I don't know how to ask this question, so I'll just give something; my question: is there a formula which can put this 'phenomenon' in a general form?

 

[math]1^2 = 1[/math]

[math]11^2 = 121 \rightarrow 1+2+1=4=2^2[/math]

[math]111^2=12321\rightarrow 1+2+3+2+1=9=3^2[/math]

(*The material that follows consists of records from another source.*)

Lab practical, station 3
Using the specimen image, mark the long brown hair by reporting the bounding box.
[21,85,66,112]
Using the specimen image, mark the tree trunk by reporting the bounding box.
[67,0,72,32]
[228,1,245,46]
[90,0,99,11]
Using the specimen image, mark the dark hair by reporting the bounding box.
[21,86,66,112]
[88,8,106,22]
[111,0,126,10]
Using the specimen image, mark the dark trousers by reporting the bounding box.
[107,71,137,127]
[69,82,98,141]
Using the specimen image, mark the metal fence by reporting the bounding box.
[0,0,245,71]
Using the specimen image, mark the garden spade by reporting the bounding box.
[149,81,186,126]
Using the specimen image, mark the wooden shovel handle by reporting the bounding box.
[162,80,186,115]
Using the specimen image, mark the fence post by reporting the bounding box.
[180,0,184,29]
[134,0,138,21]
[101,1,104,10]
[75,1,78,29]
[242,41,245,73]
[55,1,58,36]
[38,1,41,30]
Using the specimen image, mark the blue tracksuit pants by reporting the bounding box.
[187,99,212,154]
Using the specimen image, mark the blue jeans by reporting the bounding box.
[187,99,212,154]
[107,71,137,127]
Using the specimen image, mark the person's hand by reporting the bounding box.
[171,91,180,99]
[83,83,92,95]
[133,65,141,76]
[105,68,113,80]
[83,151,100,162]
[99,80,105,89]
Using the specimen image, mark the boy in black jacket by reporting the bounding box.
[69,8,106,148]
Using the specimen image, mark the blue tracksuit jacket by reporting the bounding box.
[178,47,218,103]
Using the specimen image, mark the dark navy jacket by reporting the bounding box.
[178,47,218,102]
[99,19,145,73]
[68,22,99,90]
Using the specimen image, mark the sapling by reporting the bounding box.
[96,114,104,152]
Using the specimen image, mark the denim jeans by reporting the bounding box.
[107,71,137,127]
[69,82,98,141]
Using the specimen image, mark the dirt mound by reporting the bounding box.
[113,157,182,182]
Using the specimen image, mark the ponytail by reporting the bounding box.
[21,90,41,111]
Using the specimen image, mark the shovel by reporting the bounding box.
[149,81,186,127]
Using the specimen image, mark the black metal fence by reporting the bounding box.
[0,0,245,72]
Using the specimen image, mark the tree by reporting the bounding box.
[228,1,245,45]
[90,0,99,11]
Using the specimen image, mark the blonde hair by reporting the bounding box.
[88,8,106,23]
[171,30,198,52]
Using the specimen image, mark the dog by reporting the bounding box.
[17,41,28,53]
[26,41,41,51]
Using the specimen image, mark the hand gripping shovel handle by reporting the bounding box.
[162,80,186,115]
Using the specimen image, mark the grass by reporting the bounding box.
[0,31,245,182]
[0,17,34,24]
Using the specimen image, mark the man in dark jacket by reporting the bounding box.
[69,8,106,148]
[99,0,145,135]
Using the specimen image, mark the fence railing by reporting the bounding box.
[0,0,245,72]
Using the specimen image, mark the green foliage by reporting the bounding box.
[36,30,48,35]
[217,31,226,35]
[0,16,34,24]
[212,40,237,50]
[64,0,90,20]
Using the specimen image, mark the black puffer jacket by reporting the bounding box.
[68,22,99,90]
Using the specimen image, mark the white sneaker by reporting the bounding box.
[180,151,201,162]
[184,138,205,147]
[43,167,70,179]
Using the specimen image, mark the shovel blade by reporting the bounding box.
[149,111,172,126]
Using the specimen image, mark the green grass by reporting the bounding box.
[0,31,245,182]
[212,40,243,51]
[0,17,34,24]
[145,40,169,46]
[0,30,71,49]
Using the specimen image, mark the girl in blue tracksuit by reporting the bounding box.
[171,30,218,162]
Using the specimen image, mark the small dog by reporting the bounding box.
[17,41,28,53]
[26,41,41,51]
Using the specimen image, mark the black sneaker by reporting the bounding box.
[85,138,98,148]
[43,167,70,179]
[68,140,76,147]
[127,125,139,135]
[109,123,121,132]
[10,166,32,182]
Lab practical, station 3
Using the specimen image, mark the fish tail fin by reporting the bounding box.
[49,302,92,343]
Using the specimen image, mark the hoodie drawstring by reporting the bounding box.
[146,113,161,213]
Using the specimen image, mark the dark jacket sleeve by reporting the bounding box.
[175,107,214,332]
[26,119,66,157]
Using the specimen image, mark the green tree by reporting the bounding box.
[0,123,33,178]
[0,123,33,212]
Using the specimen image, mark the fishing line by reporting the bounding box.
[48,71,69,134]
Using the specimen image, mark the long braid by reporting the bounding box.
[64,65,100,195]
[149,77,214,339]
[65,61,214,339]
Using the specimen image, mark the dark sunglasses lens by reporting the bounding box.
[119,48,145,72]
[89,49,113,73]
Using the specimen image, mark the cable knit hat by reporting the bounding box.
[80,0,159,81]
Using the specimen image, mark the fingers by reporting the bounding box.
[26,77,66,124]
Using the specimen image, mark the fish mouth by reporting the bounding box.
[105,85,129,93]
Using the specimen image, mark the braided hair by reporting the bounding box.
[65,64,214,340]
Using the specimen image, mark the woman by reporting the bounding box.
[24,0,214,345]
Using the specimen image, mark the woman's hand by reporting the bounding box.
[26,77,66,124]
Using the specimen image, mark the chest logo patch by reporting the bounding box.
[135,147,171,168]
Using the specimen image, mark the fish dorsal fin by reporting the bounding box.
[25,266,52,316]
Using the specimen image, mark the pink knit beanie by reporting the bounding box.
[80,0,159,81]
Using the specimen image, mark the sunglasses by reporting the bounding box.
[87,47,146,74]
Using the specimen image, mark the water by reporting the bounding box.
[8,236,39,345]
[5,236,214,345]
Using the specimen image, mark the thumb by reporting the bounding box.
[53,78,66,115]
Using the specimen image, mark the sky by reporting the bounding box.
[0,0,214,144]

[math]1,111^2=1234321\rightarrow 1+2+3+4+3+2+1=16=4^2[/math]

[math]\cdots[/math]

 

How can this be put in a general, mathematically more plausible expression?

 

I think that this is a 'crucial' part of it: (I found it about a few minutes ago; sorry if it's wrong, haven't seen summations in school yet..) (To be honest, I'm pretty happy with the result that I found this ^^ )

 

[math]\left[\sum_{i=0}^{n}{10^i}\right]^2=\sum_{i=0}^{n}{\left[i\cdot 10^{i-1}\right]}+\sum_{i=0}^{n}{\left[\left(i+1\right)\cdot 10^{2n-i}\right]}[/math]

 

And I think the sum of the numbers of the square of this is:

 

[math]2\left[\sum_{i=0}^{n}{i}\right]+(n+1)[/math]

 

So, my conclusion would be:

 

[math]\forall n\in\mathbb{N}: 2\left[\sum_{i=0}^{n}{i}\right]+(n+1)=n^2[/math]

 

So, actually, the whole first step wasn't necessary after all.. But, I personally think it's a nice formule to display the series 1, 11, 111, 1111, 11111, ... smile.png

 

I'm pretty sure the last thing is correct; my main question (sorry that I have changed it) is now: is this formula correct?

 

[math]\left[\sum_{i=0}^{n}{10^i}\right]^2=\sum_{i=0}^{n}{\left[i\cdot 10^{i-1}\right]}+\sum_{i=0}^{n}{\left[\left(i+1\right)\cdot 10^{2n-i}\right]}[/math]

 

[math]\left[\sum_{i=0}^{n}{10^i}\right]^2=\sum_{i=0}^{n}{\left[10^{2n-i}\left(i+1\right)+i\cdot 10^{i-1}\right]}[/math]

Edited by Function
Posted

Well, there can be a simple formula that can be used(depending what you mean by general).

 

[math]n^{2}[/math]

 

Where n is the amount of ones in the value. Do you want an equation where you can enter the actual value containing the ones so it puts it in the square form?

Posted (edited)

Well, there can be a simple formula that can be used(depending what you mean by general).

 

[math]n^{2}[/math]

 

Where n is the amount of ones in the value. Do you want an equation where you can enter the actual value containing the ones so it puts it in the square form?

 

Lol.. Well, my main question now is if my last given formula is right.. (I edited my post a 'bit')?

Edited by Function
Posted (edited)

Did you find this in Trachtenberg?

 

(Note that I edited the formula - it contained a small mistake)

 

...Trachten-what?

 

I don't know who/what that is, so I'd say no.. I just wanted to make a general formula for squaring terms of the series 1, 11, 111, 1111, 11111, ... in function of n, with n = (the amount of ones in the value - 1).

...So I did.

 

However I think this formula I found, i.e. [math]\left[\sum_{i=0}^{n}{10^i}\right]^2=\sum_{i=0}^{n}{\left[10^{2n-i}\left(i+1\right)+i\cdot 10^{i-1}\right]}[/math] was probably already known (or perhaps another formula if this one's incorrect), I'd like to know if it's correct smile.png

Matter of testing my mathematical capacities (read: insight) wink.png

Edited by Function
Posted

Someone should to check my arithmetic but

1111111111 ^2

=

1,234,567,900,987,654,321

1 2 3 4, 5 6 7 9 0 0, 9 8 7, 6 5 4 ,3 2 1

1+2+3+4+5+6+7+9+0+0+9+8+7+6+5+4+3+2+1

=82

Posted (edited)

Someone should to check my arithmetic but

1111111111 ^2

=

1,234,567,900,987,654,321

1 2 3 4, 5 6 7 9 0 0, 9 8 7, 6 5 4 ,3 2 1

1+2+3+4+5+6+7+9+0+0+9+8+7+6+5+4+3+2+1

=82

 

Now that's unsettling.

 

Nevertheless; is 'my' formula in #5 correct?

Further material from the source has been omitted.